I recall exactly what I was doing, and what I said. It was unprintable in a family newspaper.
It was right in the middle of noon chow, in my third week of Air Force basic training at Lackland Air Force Base, Texas. I was on KP, lugging an of armful of dirty meat pans over to the guys in “pots and pans” for them to wash, when a kid in my flight stopped me and said with equal parts of breathlessness and incredulity:
“Monty! (they called me that even then) President Kennedy’s been shot and he’s not expected to live!”
“Don’t f— with me, Hoover! This ain’t fun,” I said, or something like that. “No, it’s true!” The load of greasy pans in my arms struggled with history for a second or two, until I saw a mess sergeant in his whites, holding a transistor radio to his ear and crying.
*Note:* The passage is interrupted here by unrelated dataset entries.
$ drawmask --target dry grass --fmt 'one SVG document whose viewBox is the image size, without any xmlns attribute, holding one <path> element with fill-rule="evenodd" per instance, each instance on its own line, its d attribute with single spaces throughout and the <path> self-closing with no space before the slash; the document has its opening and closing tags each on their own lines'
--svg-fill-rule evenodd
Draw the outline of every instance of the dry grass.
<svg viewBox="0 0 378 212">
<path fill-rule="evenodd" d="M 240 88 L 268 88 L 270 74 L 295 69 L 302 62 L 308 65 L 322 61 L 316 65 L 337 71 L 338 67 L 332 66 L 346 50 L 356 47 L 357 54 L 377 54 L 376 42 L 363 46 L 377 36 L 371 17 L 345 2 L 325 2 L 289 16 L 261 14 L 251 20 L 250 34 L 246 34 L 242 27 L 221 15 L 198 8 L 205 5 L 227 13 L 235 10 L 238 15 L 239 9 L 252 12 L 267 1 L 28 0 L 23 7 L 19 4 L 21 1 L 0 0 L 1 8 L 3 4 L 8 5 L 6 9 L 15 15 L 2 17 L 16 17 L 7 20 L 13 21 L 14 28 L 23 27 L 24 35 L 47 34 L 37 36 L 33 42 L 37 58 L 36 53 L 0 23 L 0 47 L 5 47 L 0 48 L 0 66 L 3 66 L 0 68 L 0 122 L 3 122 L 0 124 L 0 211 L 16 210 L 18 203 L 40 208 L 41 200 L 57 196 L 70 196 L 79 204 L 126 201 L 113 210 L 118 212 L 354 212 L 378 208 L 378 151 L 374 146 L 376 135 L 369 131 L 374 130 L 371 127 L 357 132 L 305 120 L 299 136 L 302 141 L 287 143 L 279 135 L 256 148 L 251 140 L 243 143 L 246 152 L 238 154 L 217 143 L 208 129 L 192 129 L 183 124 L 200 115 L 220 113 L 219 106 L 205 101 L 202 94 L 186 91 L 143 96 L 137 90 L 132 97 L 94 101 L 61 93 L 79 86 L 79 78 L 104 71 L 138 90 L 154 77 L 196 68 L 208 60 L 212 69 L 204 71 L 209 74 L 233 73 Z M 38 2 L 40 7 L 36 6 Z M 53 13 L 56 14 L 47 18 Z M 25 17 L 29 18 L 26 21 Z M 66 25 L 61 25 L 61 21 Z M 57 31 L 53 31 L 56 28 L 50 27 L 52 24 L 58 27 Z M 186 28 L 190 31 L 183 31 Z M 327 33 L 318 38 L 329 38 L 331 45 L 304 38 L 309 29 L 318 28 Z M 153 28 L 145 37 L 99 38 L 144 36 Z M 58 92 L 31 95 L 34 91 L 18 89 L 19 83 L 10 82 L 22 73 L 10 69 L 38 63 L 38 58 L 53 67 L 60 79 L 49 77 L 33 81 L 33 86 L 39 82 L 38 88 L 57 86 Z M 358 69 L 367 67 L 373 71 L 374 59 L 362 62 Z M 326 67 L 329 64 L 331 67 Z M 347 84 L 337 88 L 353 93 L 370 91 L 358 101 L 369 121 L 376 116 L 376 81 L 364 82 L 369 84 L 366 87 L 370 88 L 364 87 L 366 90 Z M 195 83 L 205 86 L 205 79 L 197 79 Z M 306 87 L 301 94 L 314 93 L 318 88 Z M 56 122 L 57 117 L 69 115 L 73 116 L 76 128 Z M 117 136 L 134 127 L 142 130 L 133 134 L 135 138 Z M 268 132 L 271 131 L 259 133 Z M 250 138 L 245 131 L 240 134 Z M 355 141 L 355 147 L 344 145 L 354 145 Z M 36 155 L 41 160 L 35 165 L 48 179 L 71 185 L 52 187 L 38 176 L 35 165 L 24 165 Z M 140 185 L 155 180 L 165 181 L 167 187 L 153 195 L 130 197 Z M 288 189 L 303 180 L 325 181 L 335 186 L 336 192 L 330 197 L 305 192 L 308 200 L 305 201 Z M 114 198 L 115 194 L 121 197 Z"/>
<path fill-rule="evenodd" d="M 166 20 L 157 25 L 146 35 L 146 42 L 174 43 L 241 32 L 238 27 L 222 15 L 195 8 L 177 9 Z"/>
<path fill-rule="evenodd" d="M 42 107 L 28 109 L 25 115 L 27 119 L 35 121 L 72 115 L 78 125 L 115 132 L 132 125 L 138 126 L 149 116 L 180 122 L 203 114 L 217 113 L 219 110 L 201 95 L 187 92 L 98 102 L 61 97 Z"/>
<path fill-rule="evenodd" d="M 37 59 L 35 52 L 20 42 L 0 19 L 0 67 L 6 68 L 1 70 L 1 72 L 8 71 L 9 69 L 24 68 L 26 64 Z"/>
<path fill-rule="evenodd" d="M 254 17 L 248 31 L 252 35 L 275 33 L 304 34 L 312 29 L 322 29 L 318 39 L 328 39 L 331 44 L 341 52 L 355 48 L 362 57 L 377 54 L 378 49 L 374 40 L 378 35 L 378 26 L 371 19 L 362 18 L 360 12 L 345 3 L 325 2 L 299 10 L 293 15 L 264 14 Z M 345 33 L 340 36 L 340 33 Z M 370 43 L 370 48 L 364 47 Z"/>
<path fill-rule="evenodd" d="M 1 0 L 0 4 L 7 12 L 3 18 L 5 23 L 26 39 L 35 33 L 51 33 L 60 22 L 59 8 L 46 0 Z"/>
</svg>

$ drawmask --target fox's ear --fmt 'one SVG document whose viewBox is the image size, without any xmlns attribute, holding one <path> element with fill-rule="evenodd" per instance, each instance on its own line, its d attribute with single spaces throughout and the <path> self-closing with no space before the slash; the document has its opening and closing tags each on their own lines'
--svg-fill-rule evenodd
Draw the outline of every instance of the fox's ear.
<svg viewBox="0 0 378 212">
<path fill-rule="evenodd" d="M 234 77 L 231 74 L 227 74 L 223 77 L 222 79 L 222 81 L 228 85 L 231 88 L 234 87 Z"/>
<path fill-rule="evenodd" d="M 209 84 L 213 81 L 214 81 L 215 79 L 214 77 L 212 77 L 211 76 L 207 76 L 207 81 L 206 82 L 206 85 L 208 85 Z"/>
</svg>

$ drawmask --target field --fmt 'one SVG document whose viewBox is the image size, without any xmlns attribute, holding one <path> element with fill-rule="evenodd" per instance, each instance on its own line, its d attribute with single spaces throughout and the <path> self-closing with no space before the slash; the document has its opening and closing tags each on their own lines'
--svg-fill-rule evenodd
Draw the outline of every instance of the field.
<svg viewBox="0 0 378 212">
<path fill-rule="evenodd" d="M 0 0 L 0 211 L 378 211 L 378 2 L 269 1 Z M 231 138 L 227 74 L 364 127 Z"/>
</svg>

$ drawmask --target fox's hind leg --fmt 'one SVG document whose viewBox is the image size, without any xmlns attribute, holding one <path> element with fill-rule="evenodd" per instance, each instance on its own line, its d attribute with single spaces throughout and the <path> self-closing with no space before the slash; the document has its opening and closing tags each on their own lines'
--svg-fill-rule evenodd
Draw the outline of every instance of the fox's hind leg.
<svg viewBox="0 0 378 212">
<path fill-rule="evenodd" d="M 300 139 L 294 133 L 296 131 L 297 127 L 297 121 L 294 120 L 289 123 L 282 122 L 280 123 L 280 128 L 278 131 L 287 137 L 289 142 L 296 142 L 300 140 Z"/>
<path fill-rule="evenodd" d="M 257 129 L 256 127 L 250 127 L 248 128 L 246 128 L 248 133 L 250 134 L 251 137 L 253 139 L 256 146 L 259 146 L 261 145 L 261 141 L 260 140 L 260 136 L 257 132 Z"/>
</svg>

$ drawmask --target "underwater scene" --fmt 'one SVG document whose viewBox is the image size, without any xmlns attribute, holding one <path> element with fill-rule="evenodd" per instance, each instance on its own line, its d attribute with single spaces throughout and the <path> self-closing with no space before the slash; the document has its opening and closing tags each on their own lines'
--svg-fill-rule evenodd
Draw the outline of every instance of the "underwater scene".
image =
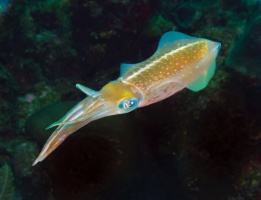
<svg viewBox="0 0 261 200">
<path fill-rule="evenodd" d="M 261 0 L 0 0 L 0 200 L 261 200 Z"/>
</svg>

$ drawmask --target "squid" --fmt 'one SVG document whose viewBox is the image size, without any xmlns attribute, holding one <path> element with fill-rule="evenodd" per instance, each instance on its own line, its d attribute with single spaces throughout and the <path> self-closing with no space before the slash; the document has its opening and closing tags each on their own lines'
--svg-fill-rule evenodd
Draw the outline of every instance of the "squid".
<svg viewBox="0 0 261 200">
<path fill-rule="evenodd" d="M 87 97 L 47 127 L 57 126 L 33 166 L 91 121 L 131 112 L 166 99 L 183 88 L 194 92 L 202 90 L 215 73 L 220 48 L 219 42 L 170 31 L 161 37 L 150 58 L 136 64 L 121 64 L 120 77 L 100 91 L 76 84 Z"/>
</svg>

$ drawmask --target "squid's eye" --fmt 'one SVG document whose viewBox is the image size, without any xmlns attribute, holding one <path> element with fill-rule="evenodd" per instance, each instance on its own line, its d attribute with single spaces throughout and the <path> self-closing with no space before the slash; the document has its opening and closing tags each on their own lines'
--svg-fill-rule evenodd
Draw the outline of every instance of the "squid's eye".
<svg viewBox="0 0 261 200">
<path fill-rule="evenodd" d="M 119 108 L 125 112 L 130 112 L 133 109 L 137 108 L 138 100 L 136 98 L 124 99 L 120 102 Z"/>
</svg>

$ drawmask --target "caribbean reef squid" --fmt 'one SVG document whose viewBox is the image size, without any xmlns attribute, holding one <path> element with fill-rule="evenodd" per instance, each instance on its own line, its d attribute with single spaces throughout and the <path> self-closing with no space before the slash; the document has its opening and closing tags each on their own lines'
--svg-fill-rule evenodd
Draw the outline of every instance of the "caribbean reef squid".
<svg viewBox="0 0 261 200">
<path fill-rule="evenodd" d="M 100 91 L 77 84 L 88 97 L 47 127 L 58 126 L 33 165 L 91 121 L 156 103 L 183 88 L 202 90 L 214 75 L 220 47 L 220 43 L 204 38 L 167 32 L 150 58 L 136 64 L 121 64 L 120 77 Z"/>
</svg>

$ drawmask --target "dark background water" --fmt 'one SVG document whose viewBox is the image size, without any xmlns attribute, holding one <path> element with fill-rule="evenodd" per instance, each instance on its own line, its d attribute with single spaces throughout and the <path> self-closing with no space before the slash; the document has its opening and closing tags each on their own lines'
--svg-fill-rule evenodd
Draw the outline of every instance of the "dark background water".
<svg viewBox="0 0 261 200">
<path fill-rule="evenodd" d="M 10 199 L 261 199 L 260 7 L 0 1 L 0 167 L 13 177 Z M 147 59 L 171 30 L 222 44 L 207 88 L 92 122 L 31 166 L 45 128 L 85 98 L 76 83 L 100 90 L 120 63 Z"/>
</svg>

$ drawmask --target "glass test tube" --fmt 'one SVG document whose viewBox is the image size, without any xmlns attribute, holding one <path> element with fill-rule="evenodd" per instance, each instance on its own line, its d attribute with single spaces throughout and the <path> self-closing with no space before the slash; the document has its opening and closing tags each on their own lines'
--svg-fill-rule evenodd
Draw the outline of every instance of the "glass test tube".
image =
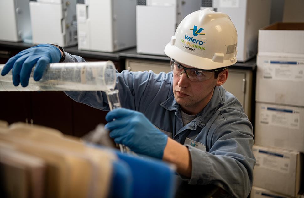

The sight brought me to reality.
And back to my mission, which must be completed. To some in the large armed force of which I was a newcomer, the mission was to fly at supersonic speed with weapons to incinerate people and their surroundings on command. My mission was to tumble three or four dirty pans into a sink and return for another load. And clean the cooking area and the dining tables after chow.
About two and a half hours later, we took a 10-minute break, allowed to step outside the chowhall, though not too far, to see the Texas sky and grab a smoke, if that was our addiction. Since I’d discovered beer at least four years prior, it wasn’t mine.
As usual, we found the adolescent Mexican newsboys that always clustered there, waiting for us.
I’ll never forget the giant headline of the San Antonio Express, across the page in large red letters: “Kennedy Assassinated, Connally Shot.” You could get that much into a headline in 1963, since the pages were much wider then.
And now that I’d read it in a newspaper, I knew the horrible event was real.